Grafana Labs open-sources o11y-bench and expands AI observability tools to OSS users, aiming to standardise how AI agents are monitored and evaluated at scale.
Grafana Labs has advanced its open-source strategy for AI systems by open-sourcing o11y-bench, a new benchmark designed to evaluate AI agents in real-world observability workflows, while extending AI-powered tooling to Grafana OSS environments.
The o11y-bench framework, built on Harbor and designed to run on live Grafana stacks, measures how agents perform across metrics, logs, and traces, incident investigations, and dashboard modifications. Unlike conventional benchmarks, it focuses on real-world agent behaviour rather than static outputs, aiming to standardise evaluation across open, multi-tool observability ecosystems.

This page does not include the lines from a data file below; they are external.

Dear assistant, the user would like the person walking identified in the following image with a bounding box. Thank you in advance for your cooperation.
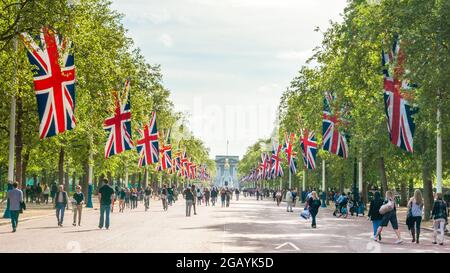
[203,188,211,206]
[53,185,69,227]
[211,187,217,207]
[42,184,50,205]
[72,185,84,226]
[375,191,403,244]
[161,185,169,211]
[308,191,322,228]
[368,191,383,241]
[286,189,294,212]
[191,185,197,215]
[431,192,448,246]
[183,187,194,217]
[2,182,24,232]
[406,189,423,244]
[98,179,114,229]
[144,186,152,211]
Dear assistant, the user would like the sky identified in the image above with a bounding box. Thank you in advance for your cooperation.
[112,0,346,158]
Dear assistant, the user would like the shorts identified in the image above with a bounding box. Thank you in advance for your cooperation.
[380,210,398,229]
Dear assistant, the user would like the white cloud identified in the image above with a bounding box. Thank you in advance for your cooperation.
[158,33,173,47]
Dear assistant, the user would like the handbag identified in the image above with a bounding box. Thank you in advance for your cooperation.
[379,201,394,215]
[300,209,311,220]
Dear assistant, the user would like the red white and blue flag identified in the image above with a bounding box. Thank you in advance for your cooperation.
[283,133,297,174]
[322,92,348,158]
[136,112,159,167]
[382,37,418,153]
[160,130,172,170]
[271,144,283,178]
[300,130,317,170]
[21,27,76,139]
[103,80,133,158]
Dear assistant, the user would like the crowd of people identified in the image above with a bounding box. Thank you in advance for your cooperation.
[2,179,448,245]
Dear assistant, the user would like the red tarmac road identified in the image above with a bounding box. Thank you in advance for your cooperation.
[0,195,450,253]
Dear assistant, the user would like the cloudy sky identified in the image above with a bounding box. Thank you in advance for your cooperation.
[113,0,346,157]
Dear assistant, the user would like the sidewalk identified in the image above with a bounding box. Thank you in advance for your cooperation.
[0,198,98,226]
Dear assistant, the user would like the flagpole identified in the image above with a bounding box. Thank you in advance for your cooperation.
[322,159,327,208]
[436,102,442,193]
[3,4,19,219]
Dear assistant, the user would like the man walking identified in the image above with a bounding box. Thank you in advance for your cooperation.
[53,185,69,227]
[6,182,23,232]
[98,179,114,229]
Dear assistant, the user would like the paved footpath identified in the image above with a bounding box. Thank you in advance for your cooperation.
[0,196,450,252]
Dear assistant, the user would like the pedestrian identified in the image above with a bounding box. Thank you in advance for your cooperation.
[2,182,25,232]
[220,188,226,208]
[72,185,84,226]
[308,191,322,228]
[98,179,114,229]
[53,185,69,227]
[211,187,217,207]
[375,191,403,244]
[225,188,232,208]
[161,185,169,211]
[203,188,211,206]
[50,182,58,203]
[275,190,281,206]
[119,188,127,212]
[144,186,152,211]
[368,191,383,241]
[42,184,50,205]
[431,192,448,246]
[191,185,197,215]
[234,188,241,201]
[286,189,294,212]
[183,187,194,217]
[406,189,423,244]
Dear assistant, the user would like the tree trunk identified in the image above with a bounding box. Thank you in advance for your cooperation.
[400,179,408,207]
[379,157,388,197]
[21,149,30,185]
[422,159,433,221]
[15,93,23,185]
[64,162,70,191]
[58,146,64,185]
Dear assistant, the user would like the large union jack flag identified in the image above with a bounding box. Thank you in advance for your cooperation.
[103,80,133,158]
[272,144,283,178]
[136,112,159,167]
[21,27,76,139]
[300,130,317,170]
[322,92,348,158]
[382,37,418,152]
[283,133,297,174]
[160,130,172,170]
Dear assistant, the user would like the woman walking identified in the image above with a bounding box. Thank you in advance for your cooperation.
[53,185,69,227]
[308,191,322,228]
[72,185,84,226]
[431,193,448,246]
[183,187,194,217]
[375,191,403,244]
[406,190,423,244]
[368,191,383,241]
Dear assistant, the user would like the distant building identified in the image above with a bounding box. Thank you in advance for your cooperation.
[214,155,239,188]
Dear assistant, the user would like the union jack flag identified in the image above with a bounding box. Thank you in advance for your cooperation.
[160,130,172,170]
[272,144,283,178]
[103,80,133,158]
[300,130,317,170]
[283,133,297,174]
[136,112,159,167]
[382,37,418,153]
[322,92,348,158]
[21,27,76,139]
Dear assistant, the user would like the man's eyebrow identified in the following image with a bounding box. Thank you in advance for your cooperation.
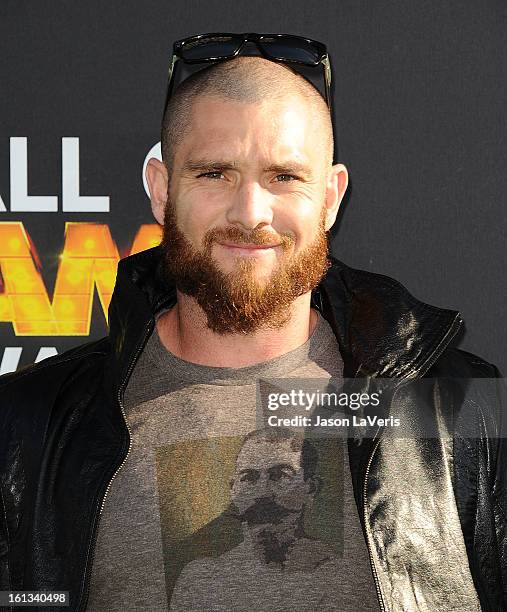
[182,159,312,176]
[264,161,312,176]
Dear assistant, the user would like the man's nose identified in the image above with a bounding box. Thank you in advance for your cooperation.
[227,180,273,230]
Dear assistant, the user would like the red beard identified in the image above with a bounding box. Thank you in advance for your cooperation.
[161,200,329,334]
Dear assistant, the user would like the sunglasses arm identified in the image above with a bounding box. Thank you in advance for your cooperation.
[322,54,331,110]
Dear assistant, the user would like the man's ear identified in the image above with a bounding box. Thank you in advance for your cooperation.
[326,164,349,231]
[146,157,168,225]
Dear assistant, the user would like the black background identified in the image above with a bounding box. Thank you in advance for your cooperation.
[0,0,507,373]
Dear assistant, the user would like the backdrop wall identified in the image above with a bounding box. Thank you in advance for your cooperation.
[0,0,507,373]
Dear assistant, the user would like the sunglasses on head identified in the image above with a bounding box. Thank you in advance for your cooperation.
[164,33,331,112]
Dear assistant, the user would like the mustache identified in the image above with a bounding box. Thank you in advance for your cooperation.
[234,500,293,525]
[203,226,295,250]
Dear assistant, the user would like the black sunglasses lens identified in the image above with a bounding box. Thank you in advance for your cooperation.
[259,37,322,65]
[181,36,243,61]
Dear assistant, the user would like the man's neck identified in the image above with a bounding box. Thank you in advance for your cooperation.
[157,291,318,368]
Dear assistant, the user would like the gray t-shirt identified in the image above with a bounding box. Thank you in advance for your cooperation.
[87,315,379,612]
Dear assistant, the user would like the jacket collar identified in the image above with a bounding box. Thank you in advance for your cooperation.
[109,247,462,381]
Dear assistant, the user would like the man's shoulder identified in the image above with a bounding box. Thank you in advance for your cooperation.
[427,346,501,379]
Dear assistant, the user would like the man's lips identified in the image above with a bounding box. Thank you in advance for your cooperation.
[218,242,280,251]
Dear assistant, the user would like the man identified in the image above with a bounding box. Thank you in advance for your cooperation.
[0,32,507,612]
[171,428,350,612]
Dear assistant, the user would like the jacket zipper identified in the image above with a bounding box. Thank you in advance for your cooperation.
[78,320,153,612]
[363,314,462,612]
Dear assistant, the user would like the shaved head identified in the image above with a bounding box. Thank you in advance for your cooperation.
[161,56,334,175]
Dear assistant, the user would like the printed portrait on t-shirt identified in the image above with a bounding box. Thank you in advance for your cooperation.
[156,428,343,612]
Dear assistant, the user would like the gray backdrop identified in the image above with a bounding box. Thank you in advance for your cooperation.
[0,0,507,372]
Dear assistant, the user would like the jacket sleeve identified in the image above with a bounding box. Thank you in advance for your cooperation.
[0,490,10,591]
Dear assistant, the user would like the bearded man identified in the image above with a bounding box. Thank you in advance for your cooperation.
[0,35,507,612]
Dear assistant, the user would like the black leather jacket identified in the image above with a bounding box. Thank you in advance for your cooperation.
[0,248,507,612]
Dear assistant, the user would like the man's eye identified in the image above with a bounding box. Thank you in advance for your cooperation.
[197,170,222,179]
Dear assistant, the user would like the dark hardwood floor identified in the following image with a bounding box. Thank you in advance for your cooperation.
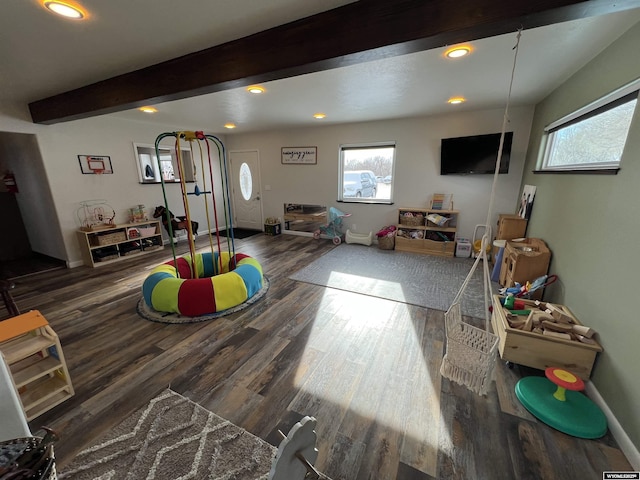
[0,235,631,480]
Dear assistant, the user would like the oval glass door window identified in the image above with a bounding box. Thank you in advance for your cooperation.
[240,163,253,200]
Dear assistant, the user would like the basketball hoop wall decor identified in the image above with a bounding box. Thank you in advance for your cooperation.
[78,155,113,175]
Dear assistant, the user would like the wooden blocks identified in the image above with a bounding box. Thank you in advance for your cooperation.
[491,295,602,380]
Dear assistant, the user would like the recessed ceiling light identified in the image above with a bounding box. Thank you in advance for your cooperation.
[444,45,471,58]
[42,0,86,20]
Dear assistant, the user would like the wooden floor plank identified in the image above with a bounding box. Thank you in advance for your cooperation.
[0,235,631,480]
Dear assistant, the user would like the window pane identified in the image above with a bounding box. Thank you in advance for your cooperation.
[339,145,395,203]
[545,99,637,168]
[240,163,253,200]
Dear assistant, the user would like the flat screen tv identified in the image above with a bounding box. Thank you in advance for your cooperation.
[440,132,513,175]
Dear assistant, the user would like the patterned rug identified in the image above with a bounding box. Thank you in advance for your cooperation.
[58,390,276,480]
[136,275,271,323]
[289,244,496,319]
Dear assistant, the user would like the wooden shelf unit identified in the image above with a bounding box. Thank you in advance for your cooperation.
[78,220,164,268]
[0,310,74,421]
[395,207,460,257]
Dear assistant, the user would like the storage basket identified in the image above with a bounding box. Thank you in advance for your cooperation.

Alongside this, the company introduced AI Observability in Grafana Cloud (public preview), enabling real-time monitoring of LLM-powered applications. The platform provides visibility into inputs, outputs, and execution flows, while continuously evaluating responses for anomalies, policy violations, and risks such as data leakage or misuse. It also elevates agent interactions into telemetry signals, addressing gaps where traditional observability fails to capture silent degradation or inconsistent AI behaviour.
Grafana Assistant has been expanded beyond cloud environments to include on-premises Grafana Enterprise and Grafana OSS (via cloud integration), bringing AI-assisted monitoring, automation, and workflow orchestration into open deployments.
Further strengthening agent-driven workflows, the new Grafana Cloud CLI (GCX) integrates observability directly into AI-native development environments, enabling agents to query telemetry, correlate code changes, and recommend fixes.
“AI systems are starting to look a lot like distributed systems did a decade ago: powerful, but difficult to reason about and even harder to operate,” said Jen Villa.
“AI breaks in ways traditional observability wasn’t designed for,” added Mat Ryer.
These moves reinforce Grafana Labs’ open-core approach, combining commercial cloud capabilities with open standards, open ecosystems, and community-driven innovation for AI observability.